2. Academic Validation
  3. Novel compound heterozygous variants in PLK4 identified in a patient with autosomal recessive microcephaly and chorioretinopathy

Novel compound heterozygous variants in PLK4 identified in a patient with autosomal recessive microcephaly and chorioretinopathy

  • Eur J Hum Genet. 2016 Dec;24(12):1702-1706. doi: 10.1038/ejhg.2016.119.
Makiko Tsutsumi 1 Setsuri Yokoi 1 2 Fuyuki Miya 3 4 Masafumi Miyata 5 Mitsuhiro Kato 6 Nobuhiko Okamoto 7 Tatsuhiko Tsunoda 3 4 Mami Yamasaki 8 Yonehiro Kanemura 9 10 Kenjiro Kosaki 11 Shinji Saitoh 12 Hiroki Kurahashi 1
Affiliations

Affiliations

  • 1 Division of Molecular Genetics, Institute for Comprehensive Medical Science, Fujita Health University, Toyoake, Japan.
  • 2 Department of Pediatrics, Nagoya University Graduate School of Medicine, Nagoya, Japan.
  • 3 Department of Medical Science Mathematics, Medical Research Institute, Tokyo Medical and Dental University, Tokyo, Japan.
  • 4 Laboratory for Medical Science Mathematics, RIKEN Center for Integrative Medical Sciences, Yokohama, Japan.
  • 5 Department of Pediatrics, Fujita Health University School of Medicine, Toyoake, Japan.
  • 6 Department of Pediatrics, Yamagata University Faculty of Medicine, Yamagata, Japan.
  • 7 Department of Medical Genetics, Osaka Medical Center and Research Institute for Maternal and Child Health, Osaka, Japan.
  • 8 Department of Pediatric Neurosurgery, Takatsuki General Hospital, Osaka, Japan.
  • 9 Division of Regenerative Medicine, Institute for Clinical Research, Osaka National Hospital, National Hospital Organization, Osaka, Japan.
  • 10 Department of Neurosurgery, Osaka National Hospital, National Hospital Organization, Osaka, Japan.
  • 11 Center for Medical Genetics, Keio University School of Medicine, Tokyo, Japan.
  • 12 Department of Pediatrics and Neonatology, Nagoya City University Graduate School of Medical Sciences, Nagoya, Japan.
PMID: 27650967 DOI: 10.1038/ejhg.2016.119
Abstract

It has been well documented that variants in genes encoding centrosomal proteins cause primary autosomal recessive microcephaly, although the association between centrosomal defects and the etiology of microcephaly syndromes is not fully understood.
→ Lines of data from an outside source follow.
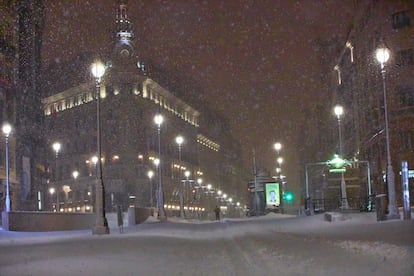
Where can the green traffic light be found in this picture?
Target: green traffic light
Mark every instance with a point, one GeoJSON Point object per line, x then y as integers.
{"type": "Point", "coordinates": [289, 196]}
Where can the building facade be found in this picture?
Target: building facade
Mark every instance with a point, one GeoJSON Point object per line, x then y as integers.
{"type": "Point", "coordinates": [20, 41]}
{"type": "Point", "coordinates": [357, 84]}
{"type": "Point", "coordinates": [129, 100]}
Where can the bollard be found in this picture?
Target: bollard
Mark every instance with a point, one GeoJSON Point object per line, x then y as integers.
{"type": "Point", "coordinates": [380, 204]}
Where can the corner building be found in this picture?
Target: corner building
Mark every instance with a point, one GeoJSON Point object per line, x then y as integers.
{"type": "Point", "coordinates": [129, 140]}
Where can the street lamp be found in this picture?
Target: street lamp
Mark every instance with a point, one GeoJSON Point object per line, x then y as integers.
{"type": "Point", "coordinates": [56, 147]}
{"type": "Point", "coordinates": [150, 175]}
{"type": "Point", "coordinates": [75, 174]}
{"type": "Point", "coordinates": [278, 147]}
{"type": "Point", "coordinates": [52, 191]}
{"type": "Point", "coordinates": [158, 119]}
{"type": "Point", "coordinates": [179, 140]}
{"type": "Point", "coordinates": [339, 111]}
{"type": "Point", "coordinates": [101, 227]}
{"type": "Point", "coordinates": [382, 55]}
{"type": "Point", "coordinates": [6, 130]}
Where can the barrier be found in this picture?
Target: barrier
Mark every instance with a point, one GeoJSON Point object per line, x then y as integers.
{"type": "Point", "coordinates": [29, 221]}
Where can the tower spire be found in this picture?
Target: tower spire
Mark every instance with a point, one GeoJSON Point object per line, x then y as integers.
{"type": "Point", "coordinates": [124, 33]}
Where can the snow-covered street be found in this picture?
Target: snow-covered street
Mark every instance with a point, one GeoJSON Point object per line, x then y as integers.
{"type": "Point", "coordinates": [270, 245]}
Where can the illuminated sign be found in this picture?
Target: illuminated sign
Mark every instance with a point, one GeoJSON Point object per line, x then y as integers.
{"type": "Point", "coordinates": [272, 191]}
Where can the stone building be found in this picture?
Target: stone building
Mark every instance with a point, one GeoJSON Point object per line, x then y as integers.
{"type": "Point", "coordinates": [357, 85]}
{"type": "Point", "coordinates": [129, 138]}
{"type": "Point", "coordinates": [20, 41]}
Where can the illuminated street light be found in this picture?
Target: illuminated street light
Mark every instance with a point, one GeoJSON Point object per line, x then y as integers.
{"type": "Point", "coordinates": [339, 111]}
{"type": "Point", "coordinates": [75, 174]}
{"type": "Point", "coordinates": [150, 175]}
{"type": "Point", "coordinates": [56, 147]}
{"type": "Point", "coordinates": [6, 130]}
{"type": "Point", "coordinates": [158, 119]}
{"type": "Point", "coordinates": [52, 191]}
{"type": "Point", "coordinates": [280, 161]}
{"type": "Point", "coordinates": [278, 147]}
{"type": "Point", "coordinates": [101, 227]}
{"type": "Point", "coordinates": [382, 55]}
{"type": "Point", "coordinates": [179, 140]}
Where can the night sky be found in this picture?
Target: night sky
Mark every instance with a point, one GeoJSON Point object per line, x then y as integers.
{"type": "Point", "coordinates": [256, 61]}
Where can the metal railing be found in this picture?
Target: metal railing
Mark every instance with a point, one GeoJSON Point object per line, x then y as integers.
{"type": "Point", "coordinates": [362, 204]}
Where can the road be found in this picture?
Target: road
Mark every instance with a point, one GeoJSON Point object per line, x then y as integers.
{"type": "Point", "coordinates": [279, 245]}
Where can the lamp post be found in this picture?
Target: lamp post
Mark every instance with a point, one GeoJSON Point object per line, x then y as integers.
{"type": "Point", "coordinates": [150, 175]}
{"type": "Point", "coordinates": [52, 191]}
{"type": "Point", "coordinates": [179, 140]}
{"type": "Point", "coordinates": [278, 147]}
{"type": "Point", "coordinates": [6, 130]}
{"type": "Point", "coordinates": [339, 111]}
{"type": "Point", "coordinates": [187, 183]}
{"type": "Point", "coordinates": [56, 147]}
{"type": "Point", "coordinates": [382, 55]}
{"type": "Point", "coordinates": [101, 226]}
{"type": "Point", "coordinates": [158, 119]}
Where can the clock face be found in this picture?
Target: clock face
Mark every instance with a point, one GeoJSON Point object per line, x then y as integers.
{"type": "Point", "coordinates": [124, 53]}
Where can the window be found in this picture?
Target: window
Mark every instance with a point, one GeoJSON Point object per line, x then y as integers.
{"type": "Point", "coordinates": [400, 20]}
{"type": "Point", "coordinates": [406, 95]}
{"type": "Point", "coordinates": [405, 57]}
{"type": "Point", "coordinates": [407, 140]}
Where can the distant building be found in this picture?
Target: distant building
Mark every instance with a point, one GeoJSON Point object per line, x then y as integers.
{"type": "Point", "coordinates": [20, 41]}
{"type": "Point", "coordinates": [129, 101]}
{"type": "Point", "coordinates": [357, 84]}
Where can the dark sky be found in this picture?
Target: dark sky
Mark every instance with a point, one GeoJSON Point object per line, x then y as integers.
{"type": "Point", "coordinates": [257, 61]}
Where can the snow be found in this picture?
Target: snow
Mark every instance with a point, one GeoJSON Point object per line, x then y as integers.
{"type": "Point", "coordinates": [275, 244]}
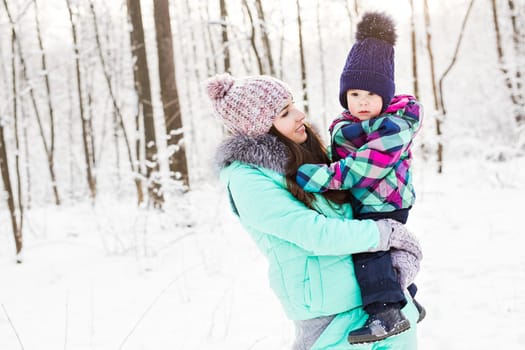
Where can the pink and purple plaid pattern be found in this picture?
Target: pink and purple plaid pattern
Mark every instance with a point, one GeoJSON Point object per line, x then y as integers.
{"type": "Point", "coordinates": [372, 158]}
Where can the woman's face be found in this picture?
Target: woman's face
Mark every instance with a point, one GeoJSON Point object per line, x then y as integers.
{"type": "Point", "coordinates": [364, 104]}
{"type": "Point", "coordinates": [290, 123]}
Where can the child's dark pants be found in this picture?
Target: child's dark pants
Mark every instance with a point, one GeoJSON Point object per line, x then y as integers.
{"type": "Point", "coordinates": [375, 274]}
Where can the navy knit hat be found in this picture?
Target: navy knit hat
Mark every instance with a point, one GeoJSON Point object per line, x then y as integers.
{"type": "Point", "coordinates": [370, 63]}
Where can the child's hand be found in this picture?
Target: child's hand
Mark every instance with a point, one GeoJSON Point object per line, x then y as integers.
{"type": "Point", "coordinates": [313, 177]}
{"type": "Point", "coordinates": [406, 265]}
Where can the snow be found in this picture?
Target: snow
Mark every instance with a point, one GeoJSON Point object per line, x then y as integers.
{"type": "Point", "coordinates": [114, 276]}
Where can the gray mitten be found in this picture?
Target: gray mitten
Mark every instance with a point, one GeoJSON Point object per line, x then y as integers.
{"type": "Point", "coordinates": [406, 266]}
{"type": "Point", "coordinates": [394, 234]}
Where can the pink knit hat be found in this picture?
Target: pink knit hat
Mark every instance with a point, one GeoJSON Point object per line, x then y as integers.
{"type": "Point", "coordinates": [248, 106]}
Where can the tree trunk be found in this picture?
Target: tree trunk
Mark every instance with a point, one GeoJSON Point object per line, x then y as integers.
{"type": "Point", "coordinates": [252, 37]}
{"type": "Point", "coordinates": [265, 38]}
{"type": "Point", "coordinates": [438, 116]}
{"type": "Point", "coordinates": [413, 42]}
{"type": "Point", "coordinates": [170, 97]}
{"type": "Point", "coordinates": [50, 151]}
{"type": "Point", "coordinates": [439, 102]}
{"type": "Point", "coordinates": [224, 34]}
{"type": "Point", "coordinates": [4, 163]}
{"type": "Point", "coordinates": [512, 79]}
{"type": "Point", "coordinates": [322, 67]}
{"type": "Point", "coordinates": [17, 230]}
{"type": "Point", "coordinates": [119, 120]}
{"type": "Point", "coordinates": [143, 88]}
{"type": "Point", "coordinates": [303, 64]}
{"type": "Point", "coordinates": [47, 149]}
{"type": "Point", "coordinates": [87, 132]}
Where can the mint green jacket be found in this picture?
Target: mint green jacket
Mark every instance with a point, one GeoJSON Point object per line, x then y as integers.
{"type": "Point", "coordinates": [308, 252]}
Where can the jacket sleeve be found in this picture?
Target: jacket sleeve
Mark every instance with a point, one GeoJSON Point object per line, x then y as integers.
{"type": "Point", "coordinates": [267, 207]}
{"type": "Point", "coordinates": [387, 139]}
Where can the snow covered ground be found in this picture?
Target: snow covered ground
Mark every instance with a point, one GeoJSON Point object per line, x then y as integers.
{"type": "Point", "coordinates": [111, 276]}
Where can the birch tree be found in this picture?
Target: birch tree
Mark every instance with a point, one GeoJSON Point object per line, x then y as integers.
{"type": "Point", "coordinates": [512, 75]}
{"type": "Point", "coordinates": [87, 130]}
{"type": "Point", "coordinates": [169, 94]}
{"type": "Point", "coordinates": [224, 36]}
{"type": "Point", "coordinates": [302, 59]}
{"type": "Point", "coordinates": [437, 85]}
{"type": "Point", "coordinates": [143, 89]}
{"type": "Point", "coordinates": [117, 111]}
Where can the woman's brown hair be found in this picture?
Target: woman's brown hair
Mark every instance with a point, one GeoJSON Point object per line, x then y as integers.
{"type": "Point", "coordinates": [311, 151]}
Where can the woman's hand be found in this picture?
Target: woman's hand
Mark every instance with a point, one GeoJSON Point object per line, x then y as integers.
{"type": "Point", "coordinates": [406, 266]}
{"type": "Point", "coordinates": [394, 234]}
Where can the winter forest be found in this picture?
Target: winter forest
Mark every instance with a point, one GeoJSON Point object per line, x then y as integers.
{"type": "Point", "coordinates": [106, 155]}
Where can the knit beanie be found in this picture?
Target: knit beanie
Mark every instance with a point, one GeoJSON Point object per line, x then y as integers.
{"type": "Point", "coordinates": [370, 63]}
{"type": "Point", "coordinates": [249, 105]}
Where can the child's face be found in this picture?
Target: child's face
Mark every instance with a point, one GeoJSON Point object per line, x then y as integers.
{"type": "Point", "coordinates": [290, 123]}
{"type": "Point", "coordinates": [363, 104]}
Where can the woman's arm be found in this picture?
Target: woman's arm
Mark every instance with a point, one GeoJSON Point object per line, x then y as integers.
{"type": "Point", "coordinates": [387, 138]}
{"type": "Point", "coordinates": [268, 207]}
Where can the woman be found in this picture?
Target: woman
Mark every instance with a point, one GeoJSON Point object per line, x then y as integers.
{"type": "Point", "coordinates": [308, 239]}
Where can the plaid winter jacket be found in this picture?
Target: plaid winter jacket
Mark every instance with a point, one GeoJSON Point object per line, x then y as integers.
{"type": "Point", "coordinates": [371, 158]}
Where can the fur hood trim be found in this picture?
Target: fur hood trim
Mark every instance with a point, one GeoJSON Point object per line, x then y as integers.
{"type": "Point", "coordinates": [265, 151]}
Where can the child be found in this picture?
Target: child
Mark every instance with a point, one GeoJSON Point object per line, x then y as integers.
{"type": "Point", "coordinates": [370, 148]}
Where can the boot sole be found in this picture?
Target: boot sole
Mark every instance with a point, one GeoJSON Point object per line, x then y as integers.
{"type": "Point", "coordinates": [363, 339]}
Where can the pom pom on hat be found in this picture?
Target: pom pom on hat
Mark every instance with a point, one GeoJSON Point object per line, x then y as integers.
{"type": "Point", "coordinates": [370, 63]}
{"type": "Point", "coordinates": [219, 86]}
{"type": "Point", "coordinates": [376, 25]}
{"type": "Point", "coordinates": [247, 106]}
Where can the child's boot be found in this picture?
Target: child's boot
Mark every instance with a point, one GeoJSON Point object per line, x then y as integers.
{"type": "Point", "coordinates": [379, 326]}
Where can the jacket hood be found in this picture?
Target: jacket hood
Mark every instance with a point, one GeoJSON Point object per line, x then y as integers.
{"type": "Point", "coordinates": [265, 151]}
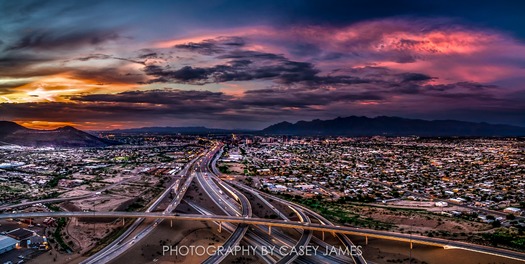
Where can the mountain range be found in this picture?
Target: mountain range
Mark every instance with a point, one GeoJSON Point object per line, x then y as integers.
{"type": "Point", "coordinates": [174, 130]}
{"type": "Point", "coordinates": [12, 133]}
{"type": "Point", "coordinates": [391, 126]}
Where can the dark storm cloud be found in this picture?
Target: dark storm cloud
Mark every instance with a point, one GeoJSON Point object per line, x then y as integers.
{"type": "Point", "coordinates": [244, 65]}
{"type": "Point", "coordinates": [212, 46]}
{"type": "Point", "coordinates": [414, 77]}
{"type": "Point", "coordinates": [166, 96]}
{"type": "Point", "coordinates": [55, 39]}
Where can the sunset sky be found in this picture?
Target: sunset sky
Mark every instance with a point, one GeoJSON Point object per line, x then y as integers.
{"type": "Point", "coordinates": [248, 64]}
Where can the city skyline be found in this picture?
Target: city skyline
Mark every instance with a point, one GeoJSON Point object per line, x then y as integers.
{"type": "Point", "coordinates": [230, 64]}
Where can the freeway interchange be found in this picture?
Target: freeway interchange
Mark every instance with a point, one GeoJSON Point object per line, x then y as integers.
{"type": "Point", "coordinates": [237, 218]}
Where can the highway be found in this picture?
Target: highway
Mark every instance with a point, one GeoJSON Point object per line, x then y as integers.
{"type": "Point", "coordinates": [438, 242]}
{"type": "Point", "coordinates": [344, 239]}
{"type": "Point", "coordinates": [206, 179]}
{"type": "Point", "coordinates": [117, 247]}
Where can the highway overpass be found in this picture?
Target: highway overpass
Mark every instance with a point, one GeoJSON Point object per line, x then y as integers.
{"type": "Point", "coordinates": [438, 242]}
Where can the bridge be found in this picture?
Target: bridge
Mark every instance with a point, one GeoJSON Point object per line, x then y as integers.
{"type": "Point", "coordinates": [409, 238]}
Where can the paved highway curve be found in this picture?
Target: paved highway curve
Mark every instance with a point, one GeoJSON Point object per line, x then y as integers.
{"type": "Point", "coordinates": [446, 244]}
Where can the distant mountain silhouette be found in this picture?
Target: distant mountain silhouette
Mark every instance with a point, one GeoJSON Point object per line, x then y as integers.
{"type": "Point", "coordinates": [176, 130]}
{"type": "Point", "coordinates": [391, 126]}
{"type": "Point", "coordinates": [12, 133]}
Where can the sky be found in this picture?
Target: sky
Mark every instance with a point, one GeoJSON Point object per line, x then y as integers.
{"type": "Point", "coordinates": [102, 65]}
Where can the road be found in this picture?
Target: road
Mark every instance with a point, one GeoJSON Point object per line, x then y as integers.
{"type": "Point", "coordinates": [438, 242]}
{"type": "Point", "coordinates": [208, 180]}
{"type": "Point", "coordinates": [117, 247]}
{"type": "Point", "coordinates": [344, 239]}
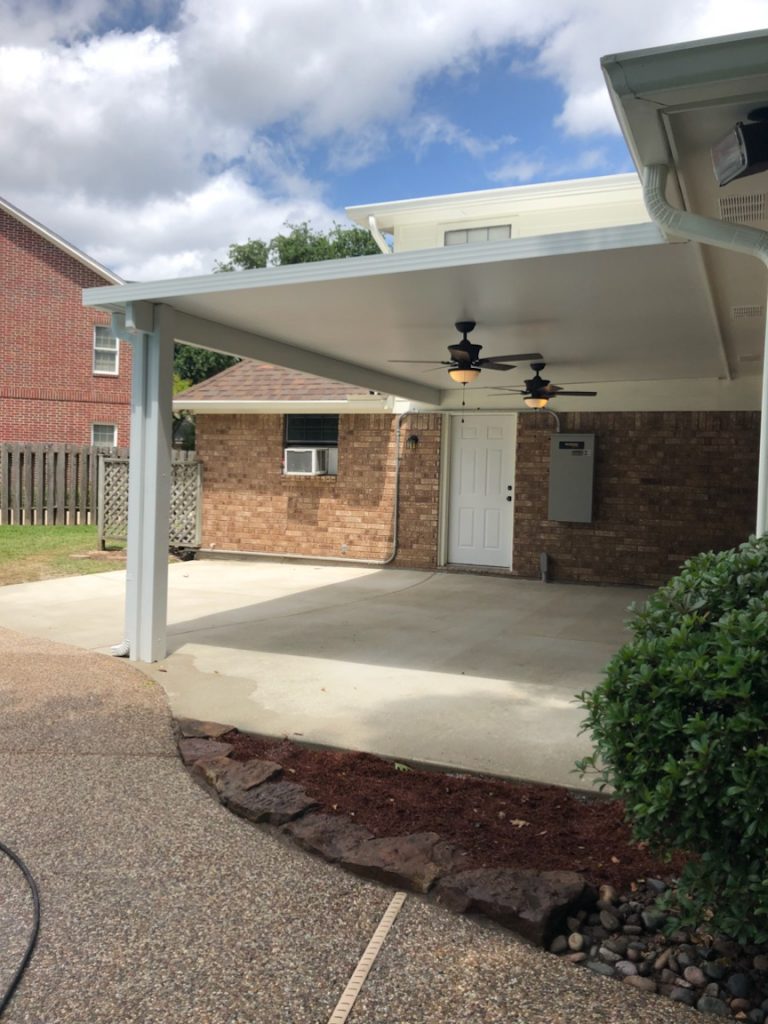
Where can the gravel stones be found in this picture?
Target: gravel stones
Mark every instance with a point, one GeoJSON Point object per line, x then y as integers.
{"type": "Point", "coordinates": [710, 1005]}
{"type": "Point", "coordinates": [617, 936]}
{"type": "Point", "coordinates": [710, 973]}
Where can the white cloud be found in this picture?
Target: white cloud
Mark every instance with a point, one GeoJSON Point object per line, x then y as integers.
{"type": "Point", "coordinates": [427, 129]}
{"type": "Point", "coordinates": [174, 236]}
{"type": "Point", "coordinates": [188, 120]}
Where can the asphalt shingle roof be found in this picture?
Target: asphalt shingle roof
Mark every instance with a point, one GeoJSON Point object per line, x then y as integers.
{"type": "Point", "coordinates": [253, 381]}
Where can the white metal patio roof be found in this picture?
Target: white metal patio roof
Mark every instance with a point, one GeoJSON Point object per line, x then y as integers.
{"type": "Point", "coordinates": [619, 308]}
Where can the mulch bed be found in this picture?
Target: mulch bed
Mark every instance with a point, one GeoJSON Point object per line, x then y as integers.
{"type": "Point", "coordinates": [498, 823]}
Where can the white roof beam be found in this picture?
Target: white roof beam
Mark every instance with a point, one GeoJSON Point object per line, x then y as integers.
{"type": "Point", "coordinates": [207, 334]}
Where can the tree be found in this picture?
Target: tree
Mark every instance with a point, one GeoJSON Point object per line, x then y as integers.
{"type": "Point", "coordinates": [302, 244]}
{"type": "Point", "coordinates": [196, 365]}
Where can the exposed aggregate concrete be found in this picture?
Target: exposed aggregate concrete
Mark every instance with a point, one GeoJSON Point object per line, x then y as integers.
{"type": "Point", "coordinates": [160, 905]}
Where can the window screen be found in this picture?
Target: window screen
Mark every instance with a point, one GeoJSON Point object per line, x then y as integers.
{"type": "Point", "coordinates": [104, 434]}
{"type": "Point", "coordinates": [104, 351]}
{"type": "Point", "coordinates": [311, 430]}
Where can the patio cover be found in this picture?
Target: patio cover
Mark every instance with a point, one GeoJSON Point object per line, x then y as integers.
{"type": "Point", "coordinates": [640, 316]}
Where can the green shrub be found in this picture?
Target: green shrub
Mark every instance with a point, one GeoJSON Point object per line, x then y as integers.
{"type": "Point", "coordinates": [680, 731]}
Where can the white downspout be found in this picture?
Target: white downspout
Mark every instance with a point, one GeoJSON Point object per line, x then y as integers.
{"type": "Point", "coordinates": [378, 238]}
{"type": "Point", "coordinates": [737, 238]}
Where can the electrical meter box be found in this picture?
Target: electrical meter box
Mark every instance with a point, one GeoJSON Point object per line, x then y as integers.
{"type": "Point", "coordinates": [571, 472]}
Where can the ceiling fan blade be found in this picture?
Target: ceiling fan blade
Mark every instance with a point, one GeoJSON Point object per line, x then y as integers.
{"type": "Point", "coordinates": [586, 394]}
{"type": "Point", "coordinates": [516, 357]}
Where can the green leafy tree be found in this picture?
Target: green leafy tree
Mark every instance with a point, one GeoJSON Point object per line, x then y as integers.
{"type": "Point", "coordinates": [301, 244]}
{"type": "Point", "coordinates": [190, 366]}
{"type": "Point", "coordinates": [680, 731]}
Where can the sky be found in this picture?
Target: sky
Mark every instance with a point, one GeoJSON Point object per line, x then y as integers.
{"type": "Point", "coordinates": [153, 134]}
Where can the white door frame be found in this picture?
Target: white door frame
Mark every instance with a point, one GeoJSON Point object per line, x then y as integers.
{"type": "Point", "coordinates": [444, 492]}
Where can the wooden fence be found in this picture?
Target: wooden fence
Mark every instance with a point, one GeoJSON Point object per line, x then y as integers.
{"type": "Point", "coordinates": [50, 484]}
{"type": "Point", "coordinates": [55, 484]}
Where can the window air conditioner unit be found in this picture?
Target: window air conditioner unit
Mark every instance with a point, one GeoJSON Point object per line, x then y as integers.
{"type": "Point", "coordinates": [305, 462]}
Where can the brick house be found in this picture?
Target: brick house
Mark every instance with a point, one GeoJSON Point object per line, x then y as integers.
{"type": "Point", "coordinates": [64, 378]}
{"type": "Point", "coordinates": [656, 498]}
{"type": "Point", "coordinates": [655, 502]}
{"type": "Point", "coordinates": [663, 321]}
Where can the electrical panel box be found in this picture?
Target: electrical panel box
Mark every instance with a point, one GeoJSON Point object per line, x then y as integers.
{"type": "Point", "coordinates": [571, 473]}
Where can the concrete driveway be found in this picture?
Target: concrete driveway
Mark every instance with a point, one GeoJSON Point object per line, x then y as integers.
{"type": "Point", "coordinates": [470, 672]}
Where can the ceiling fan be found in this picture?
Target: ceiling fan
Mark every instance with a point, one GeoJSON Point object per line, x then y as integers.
{"type": "Point", "coordinates": [539, 391]}
{"type": "Point", "coordinates": [465, 363]}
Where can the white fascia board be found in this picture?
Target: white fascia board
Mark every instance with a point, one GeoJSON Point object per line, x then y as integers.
{"type": "Point", "coordinates": [58, 242]}
{"type": "Point", "coordinates": [643, 83]}
{"type": "Point", "coordinates": [219, 408]}
{"type": "Point", "coordinates": [385, 213]}
{"type": "Point", "coordinates": [532, 247]}
{"type": "Point", "coordinates": [638, 73]}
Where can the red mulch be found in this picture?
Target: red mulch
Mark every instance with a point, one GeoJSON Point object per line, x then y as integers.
{"type": "Point", "coordinates": [498, 823]}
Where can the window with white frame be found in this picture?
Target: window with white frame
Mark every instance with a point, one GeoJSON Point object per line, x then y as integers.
{"type": "Point", "coordinates": [104, 351]}
{"type": "Point", "coordinates": [103, 435]}
{"type": "Point", "coordinates": [471, 236]}
{"type": "Point", "coordinates": [307, 432]}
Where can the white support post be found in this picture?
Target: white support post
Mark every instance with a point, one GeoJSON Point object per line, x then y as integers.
{"type": "Point", "coordinates": [760, 527]}
{"type": "Point", "coordinates": [150, 483]}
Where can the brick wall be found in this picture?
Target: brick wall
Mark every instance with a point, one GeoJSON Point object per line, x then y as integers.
{"type": "Point", "coordinates": [420, 492]}
{"type": "Point", "coordinates": [667, 486]}
{"type": "Point", "coordinates": [250, 505]}
{"type": "Point", "coordinates": [48, 391]}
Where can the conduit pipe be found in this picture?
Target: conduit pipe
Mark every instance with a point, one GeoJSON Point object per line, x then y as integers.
{"type": "Point", "coordinates": [378, 238]}
{"type": "Point", "coordinates": [737, 238]}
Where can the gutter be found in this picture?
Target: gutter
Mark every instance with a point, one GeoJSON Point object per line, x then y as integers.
{"type": "Point", "coordinates": [736, 238]}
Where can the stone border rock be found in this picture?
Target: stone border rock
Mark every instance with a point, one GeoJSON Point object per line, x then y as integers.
{"type": "Point", "coordinates": [617, 936]}
{"type": "Point", "coordinates": [534, 904]}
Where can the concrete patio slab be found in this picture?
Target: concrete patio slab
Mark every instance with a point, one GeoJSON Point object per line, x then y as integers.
{"type": "Point", "coordinates": [470, 672]}
{"type": "Point", "coordinates": [160, 905]}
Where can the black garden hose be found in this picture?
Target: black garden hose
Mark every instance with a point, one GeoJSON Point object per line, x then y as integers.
{"type": "Point", "coordinates": [8, 994]}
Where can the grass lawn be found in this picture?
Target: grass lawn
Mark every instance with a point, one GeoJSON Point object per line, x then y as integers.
{"type": "Point", "coordinates": [29, 553]}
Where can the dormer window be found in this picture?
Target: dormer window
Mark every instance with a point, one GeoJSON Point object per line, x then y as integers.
{"type": "Point", "coordinates": [472, 236]}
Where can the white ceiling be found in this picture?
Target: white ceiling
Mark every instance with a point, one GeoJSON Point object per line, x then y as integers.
{"type": "Point", "coordinates": [616, 308]}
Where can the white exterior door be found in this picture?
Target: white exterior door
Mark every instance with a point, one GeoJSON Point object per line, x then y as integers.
{"type": "Point", "coordinates": [481, 495]}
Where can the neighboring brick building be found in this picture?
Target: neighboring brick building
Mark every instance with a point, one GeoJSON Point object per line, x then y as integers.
{"type": "Point", "coordinates": [62, 378]}
{"type": "Point", "coordinates": [657, 499]}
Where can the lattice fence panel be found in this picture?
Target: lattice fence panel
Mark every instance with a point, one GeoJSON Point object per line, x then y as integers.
{"type": "Point", "coordinates": [185, 497]}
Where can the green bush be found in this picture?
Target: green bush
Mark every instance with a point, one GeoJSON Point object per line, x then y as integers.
{"type": "Point", "coordinates": [680, 731]}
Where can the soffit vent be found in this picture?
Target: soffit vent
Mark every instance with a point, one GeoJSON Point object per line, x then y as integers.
{"type": "Point", "coordinates": [747, 312]}
{"type": "Point", "coordinates": [740, 208]}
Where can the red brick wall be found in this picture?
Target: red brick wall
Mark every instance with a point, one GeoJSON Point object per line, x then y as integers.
{"type": "Point", "coordinates": [667, 486]}
{"type": "Point", "coordinates": [48, 391]}
{"type": "Point", "coordinates": [250, 505]}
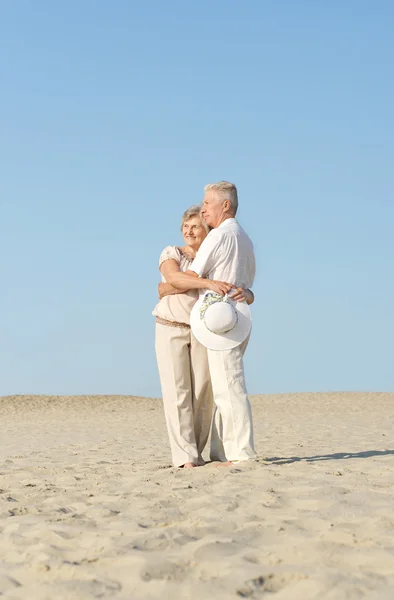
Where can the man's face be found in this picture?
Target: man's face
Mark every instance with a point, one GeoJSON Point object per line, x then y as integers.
{"type": "Point", "coordinates": [213, 209]}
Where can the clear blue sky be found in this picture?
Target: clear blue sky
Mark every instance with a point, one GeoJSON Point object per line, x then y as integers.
{"type": "Point", "coordinates": [114, 115]}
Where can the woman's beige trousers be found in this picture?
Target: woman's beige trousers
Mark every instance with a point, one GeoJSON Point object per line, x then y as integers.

Polo-like kinase 4 (PLK4) is one of the centrosomal proteins required for centriole duplication. We here describe a patient with microcephaly and chorioretinopathy that harbors compound heterozygous missense variants, c.[442A>G]; [2336G>A], in the PLK4 gene. One of these variants, c.442A>G (p.(M148V)), resides in the kinase domain, and the other, c.2336G>A (p.(C779Y)), in the polo-box domain. Aberrant spindle formation was observed in a LCL derived from this patient. Overexpression experiments of the variant PLK4 proteins demonstrated that the p.(C779Y) but not the p.(M148V) had lost centriole overduplication ability. The altered mobility pattern of both variant proteins on a western blot further suggested alterations in post-translation modification. Our data lend support to the hypothesis that impaired centriole duplication caused by PLK4 variants may be involved in the etiology of microcephaly disorder.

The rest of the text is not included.